Jaime I

[Jaume I]. Es el Conquistador, el monarca representativo de la plenitud de la Corona de Aragón en el siglo XIII, nació en Montpellier en 1208 y muerto en Va­lencia en 1276.

Su nacimiento, del matri­monio de Pedro II el Católico y María de Montpellier, fué novelado por los relatos juglarescos, que se incorporarían a las cró­nicas.
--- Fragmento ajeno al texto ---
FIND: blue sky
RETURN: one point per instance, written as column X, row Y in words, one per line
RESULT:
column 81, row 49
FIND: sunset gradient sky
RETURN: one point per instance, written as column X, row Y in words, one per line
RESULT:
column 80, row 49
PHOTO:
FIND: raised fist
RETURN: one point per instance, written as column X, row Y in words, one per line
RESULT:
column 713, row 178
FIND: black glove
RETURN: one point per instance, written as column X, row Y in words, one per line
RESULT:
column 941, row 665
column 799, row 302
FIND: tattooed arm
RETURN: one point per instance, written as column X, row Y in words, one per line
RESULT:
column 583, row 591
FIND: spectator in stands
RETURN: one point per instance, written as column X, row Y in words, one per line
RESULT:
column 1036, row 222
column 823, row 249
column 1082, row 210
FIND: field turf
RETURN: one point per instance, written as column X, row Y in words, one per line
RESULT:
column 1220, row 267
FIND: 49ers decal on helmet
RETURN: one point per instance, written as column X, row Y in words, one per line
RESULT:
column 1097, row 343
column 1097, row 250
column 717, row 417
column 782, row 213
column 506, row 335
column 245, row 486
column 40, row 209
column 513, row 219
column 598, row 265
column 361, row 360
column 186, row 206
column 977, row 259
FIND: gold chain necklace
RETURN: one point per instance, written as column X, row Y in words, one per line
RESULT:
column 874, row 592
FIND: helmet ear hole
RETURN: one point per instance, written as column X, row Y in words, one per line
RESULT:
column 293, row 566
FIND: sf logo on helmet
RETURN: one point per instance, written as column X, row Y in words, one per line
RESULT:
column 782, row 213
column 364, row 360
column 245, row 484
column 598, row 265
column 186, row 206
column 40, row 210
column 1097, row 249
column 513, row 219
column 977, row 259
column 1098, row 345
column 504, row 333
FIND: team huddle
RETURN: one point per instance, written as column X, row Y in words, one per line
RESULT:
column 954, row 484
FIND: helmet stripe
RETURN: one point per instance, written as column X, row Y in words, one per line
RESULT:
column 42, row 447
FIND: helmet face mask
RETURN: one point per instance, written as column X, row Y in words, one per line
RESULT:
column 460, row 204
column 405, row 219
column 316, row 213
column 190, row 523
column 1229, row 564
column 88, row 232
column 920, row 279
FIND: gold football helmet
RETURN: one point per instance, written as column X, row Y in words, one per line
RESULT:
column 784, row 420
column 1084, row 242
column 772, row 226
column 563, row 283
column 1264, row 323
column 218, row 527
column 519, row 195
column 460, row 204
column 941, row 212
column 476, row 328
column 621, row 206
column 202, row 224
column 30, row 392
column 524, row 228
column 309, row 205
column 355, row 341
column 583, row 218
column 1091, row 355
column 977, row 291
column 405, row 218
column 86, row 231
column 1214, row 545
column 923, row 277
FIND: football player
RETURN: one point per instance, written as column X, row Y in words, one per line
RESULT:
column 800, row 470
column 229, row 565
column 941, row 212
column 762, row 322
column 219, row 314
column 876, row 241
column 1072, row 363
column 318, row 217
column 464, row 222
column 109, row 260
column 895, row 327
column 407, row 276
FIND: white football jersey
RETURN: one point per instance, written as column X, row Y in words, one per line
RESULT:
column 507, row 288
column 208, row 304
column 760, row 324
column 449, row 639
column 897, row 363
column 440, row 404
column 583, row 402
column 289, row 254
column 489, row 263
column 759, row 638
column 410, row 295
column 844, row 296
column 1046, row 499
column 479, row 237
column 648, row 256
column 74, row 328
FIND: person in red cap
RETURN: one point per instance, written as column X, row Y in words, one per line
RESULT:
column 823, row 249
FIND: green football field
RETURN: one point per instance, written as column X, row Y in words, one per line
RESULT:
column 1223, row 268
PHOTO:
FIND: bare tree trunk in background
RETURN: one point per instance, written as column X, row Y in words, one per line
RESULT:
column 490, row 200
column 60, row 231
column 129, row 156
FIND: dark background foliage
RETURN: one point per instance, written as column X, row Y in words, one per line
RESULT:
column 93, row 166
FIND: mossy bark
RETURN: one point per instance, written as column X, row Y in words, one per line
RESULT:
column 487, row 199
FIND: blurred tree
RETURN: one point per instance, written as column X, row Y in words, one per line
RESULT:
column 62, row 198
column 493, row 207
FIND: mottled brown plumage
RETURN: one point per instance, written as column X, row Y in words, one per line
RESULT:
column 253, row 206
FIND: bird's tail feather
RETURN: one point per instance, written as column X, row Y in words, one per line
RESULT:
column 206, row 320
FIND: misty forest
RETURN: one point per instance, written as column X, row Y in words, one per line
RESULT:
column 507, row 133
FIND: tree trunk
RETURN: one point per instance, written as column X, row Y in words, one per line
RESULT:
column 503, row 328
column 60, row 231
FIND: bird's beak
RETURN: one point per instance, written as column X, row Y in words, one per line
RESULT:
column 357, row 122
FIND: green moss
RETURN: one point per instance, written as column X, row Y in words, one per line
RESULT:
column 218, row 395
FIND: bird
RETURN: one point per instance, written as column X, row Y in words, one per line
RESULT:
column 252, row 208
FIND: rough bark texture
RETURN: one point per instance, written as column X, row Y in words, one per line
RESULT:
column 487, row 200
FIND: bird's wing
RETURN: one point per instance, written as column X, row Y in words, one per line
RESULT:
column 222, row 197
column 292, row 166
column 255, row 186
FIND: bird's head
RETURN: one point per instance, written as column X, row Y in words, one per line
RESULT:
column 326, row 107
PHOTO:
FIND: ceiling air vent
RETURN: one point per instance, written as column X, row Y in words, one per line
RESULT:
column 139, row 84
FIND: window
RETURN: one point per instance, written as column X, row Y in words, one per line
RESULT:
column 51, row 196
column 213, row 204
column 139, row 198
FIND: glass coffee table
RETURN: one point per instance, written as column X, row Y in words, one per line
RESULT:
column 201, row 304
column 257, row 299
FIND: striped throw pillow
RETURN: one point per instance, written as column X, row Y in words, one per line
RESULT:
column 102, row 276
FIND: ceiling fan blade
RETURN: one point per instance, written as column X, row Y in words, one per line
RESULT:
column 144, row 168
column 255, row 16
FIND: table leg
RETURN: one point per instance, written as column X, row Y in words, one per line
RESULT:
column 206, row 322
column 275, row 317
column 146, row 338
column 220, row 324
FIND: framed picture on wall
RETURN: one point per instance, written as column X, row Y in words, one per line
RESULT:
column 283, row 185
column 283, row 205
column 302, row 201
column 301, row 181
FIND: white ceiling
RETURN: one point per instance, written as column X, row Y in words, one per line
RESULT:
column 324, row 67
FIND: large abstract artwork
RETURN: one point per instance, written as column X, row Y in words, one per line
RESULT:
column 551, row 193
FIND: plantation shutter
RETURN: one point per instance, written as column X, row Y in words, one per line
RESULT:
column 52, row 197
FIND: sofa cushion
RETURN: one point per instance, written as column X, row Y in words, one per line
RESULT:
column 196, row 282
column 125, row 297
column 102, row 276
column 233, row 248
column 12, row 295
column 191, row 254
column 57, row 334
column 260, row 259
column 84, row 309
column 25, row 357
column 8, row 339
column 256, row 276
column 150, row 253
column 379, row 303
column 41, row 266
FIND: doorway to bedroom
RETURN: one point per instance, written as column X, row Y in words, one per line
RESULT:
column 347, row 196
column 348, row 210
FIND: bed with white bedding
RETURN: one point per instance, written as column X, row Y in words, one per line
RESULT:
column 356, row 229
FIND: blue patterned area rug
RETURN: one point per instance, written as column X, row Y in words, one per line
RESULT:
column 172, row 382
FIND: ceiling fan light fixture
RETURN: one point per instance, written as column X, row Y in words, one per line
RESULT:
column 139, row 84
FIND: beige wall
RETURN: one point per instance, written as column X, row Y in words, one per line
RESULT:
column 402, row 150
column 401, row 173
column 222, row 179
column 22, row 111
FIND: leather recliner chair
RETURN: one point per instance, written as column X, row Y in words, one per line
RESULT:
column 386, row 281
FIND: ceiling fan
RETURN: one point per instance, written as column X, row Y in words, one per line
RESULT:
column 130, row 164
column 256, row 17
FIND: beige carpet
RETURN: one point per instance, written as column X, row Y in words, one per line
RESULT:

Al evocar el duelo de Valencia cuando se conoció la noticia del falleci­miento del Conquistador (27 de julio de 1276), el cronista Ramón Muntaner escribió: «…e els dols e els plors e els plants e els crits comentaren per tota la ciutat». El especialista más competente sobre el reina­do del gran monarca Jaime I, F. Soldevila, admite la autenticidad del Llibre deis Feits del rei en Jacme (v. Crónica de Jaime I). «Sólo el mismo rey o quien le hubiese seguido muy de cerca — el secretario, el escribano o cualquiera que redactase la crónica bajo el dictado o las indicaciones del Conquistador — podía haber dado las precisiones del Llibre e, incluso, haber in­currido en las vacilaciones o confusiones que en él pueden comprobarse».

Los tro­vadores provenzales y lenguadocianos fue­ron por lo general adversos al Conquis­tador, a causa de su política ultrapirenai­ca — abandono del Midi a San Luis de Francia por el tratado de Corbeil de 1258 —. Pero una vez muerto Jaime, los trovadores Mateo de Quercy y Guillem de Cervera no vacilaron en dedicarle sentidos elogios fúnebres. He aquí el de Guillem de Cervera: «Si per tristor, per dol ne per cossir / ne per dolor nulls hom de dol moria… / que de servir era reis e d’honor / reis francs que a tots se fazia grazir, / reis piados, reis de pretz obezir, / reis de mercé. Oimai, en com viuria!» Estos elogios iniciales se perpetuarían en lo sucesivo, en parti­cular en la historiografía de los siglos XVI y XVII — Bernardino Gómez Miedes, Turnamira de Soto, Tomic, Carbonell, Vician^ Beuter, Zurita, Diago, Escolano—. En cambio, en la literatura el recuerdo es menos vi­goroso.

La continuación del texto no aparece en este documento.